AT THE BEGINNING of Portland Playhouse’s How I Learned What I Learned, Victor Mack, in the role of playwright August Wilson, takes off a long-sleeved shirt to reveal a black t-shirt underneath, emblazoned with the text: “I AM SUPPOSED TO BE WHITE.”
It’s a sequence that pays homage to Mr. Rogers’ coming-home routine, and a jarring convergence of humor, political commentary, and subtle camp, a dislocating call to attention that signals what’s to come over the next 90 minutes.

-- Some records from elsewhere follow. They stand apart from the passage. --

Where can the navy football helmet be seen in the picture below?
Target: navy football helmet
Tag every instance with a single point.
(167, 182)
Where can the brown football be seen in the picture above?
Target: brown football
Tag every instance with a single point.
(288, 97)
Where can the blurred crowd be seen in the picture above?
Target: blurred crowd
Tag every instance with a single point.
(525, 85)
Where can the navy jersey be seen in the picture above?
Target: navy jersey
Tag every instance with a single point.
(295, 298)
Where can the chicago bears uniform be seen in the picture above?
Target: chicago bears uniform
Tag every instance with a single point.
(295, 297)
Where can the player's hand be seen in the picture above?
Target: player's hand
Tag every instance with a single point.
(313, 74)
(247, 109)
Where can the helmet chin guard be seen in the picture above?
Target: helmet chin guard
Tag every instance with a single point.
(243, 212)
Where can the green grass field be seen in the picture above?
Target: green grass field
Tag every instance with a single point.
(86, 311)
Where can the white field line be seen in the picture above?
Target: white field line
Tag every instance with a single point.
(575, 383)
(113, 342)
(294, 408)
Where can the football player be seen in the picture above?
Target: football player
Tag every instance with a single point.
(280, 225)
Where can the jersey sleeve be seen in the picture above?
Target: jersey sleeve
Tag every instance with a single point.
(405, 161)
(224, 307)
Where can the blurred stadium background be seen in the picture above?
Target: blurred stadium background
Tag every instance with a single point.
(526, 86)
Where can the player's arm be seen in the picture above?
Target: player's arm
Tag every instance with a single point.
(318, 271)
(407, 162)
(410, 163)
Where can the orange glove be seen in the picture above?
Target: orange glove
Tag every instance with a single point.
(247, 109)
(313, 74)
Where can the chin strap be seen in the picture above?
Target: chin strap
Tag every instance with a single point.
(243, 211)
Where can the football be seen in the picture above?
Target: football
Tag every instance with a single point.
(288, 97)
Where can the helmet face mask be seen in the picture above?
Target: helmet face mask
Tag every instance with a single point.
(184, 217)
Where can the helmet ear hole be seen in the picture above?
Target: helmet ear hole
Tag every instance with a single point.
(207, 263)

How I Learned What I Learned is an odd play: A biographical one-man show written by the man himself late in his career, it’s more stream-of-consciousness than plot-focused, a meandering conversation with one of the giants of American theater. Like Wilson’s other plays, it’s a provocative examination of identity and a condemnation of racism. But it has a rougher, more associative feel than the wholly realized fictional worlds in productions like Ma Rainey’s Black Bottom. Cycling through disparate episodes in Wilson’s life, How I Learned What I Learned oscillates with deceptive ease between a self-effacing portrait of the artist as a young, bumbling poet, and a damning account of his experiences with racism (try not to be implicated by Wilson’s discussion of so-called “colorblindness”).

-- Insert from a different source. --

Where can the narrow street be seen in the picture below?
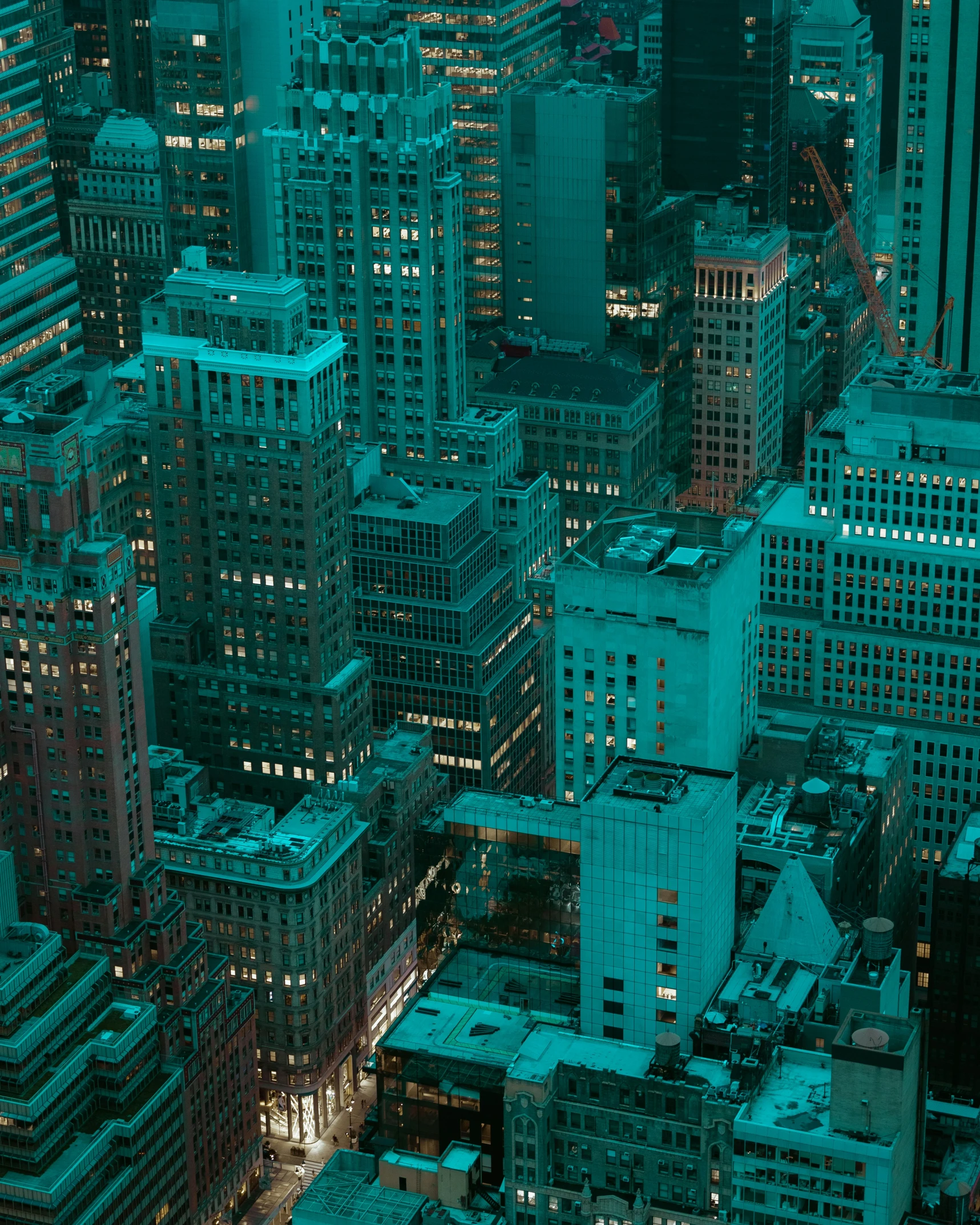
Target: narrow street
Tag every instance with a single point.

That’s a huge range for an actor to take on—as if portraying a big-deal artist like Wilson weren’t a heavy enough ask on its own—but under the direction of August Wilson Red Door Project Co-Founder and Artistic Director Kevin Jones, Victor Mack absolutely sells you on his Wilson. Instead of attempting a flawless impersonation, he taps into Wilson’s humor and warmth: He’s not an icon, he’s a character, and a charming, wholly convincing one at that. The night I attended, an audience member’s cell phone went off during the play (HERE IS A REMINDER TO SILENCE YOUR FUCKING PHONE IN THE THEATER) and with only a stern, knowing look and the repetition of an earlier line, Mack turned it into a funny, incisive commentary on privilege, all without missing a beat. Though it was certainly a high point of the performance, it wasn’t an anomaly.
If you’ve seen Wilson’s plays, you’ll enjoy this look into the playwright himself. If you haven’t, it may make for a more challenging watch, but I’d urge you to see it anyway. It’s a brave, freewheeling meditation on race and art, and it’s also a funny, warmhearted account of one man’s roundabout ascension into the American canon of theater.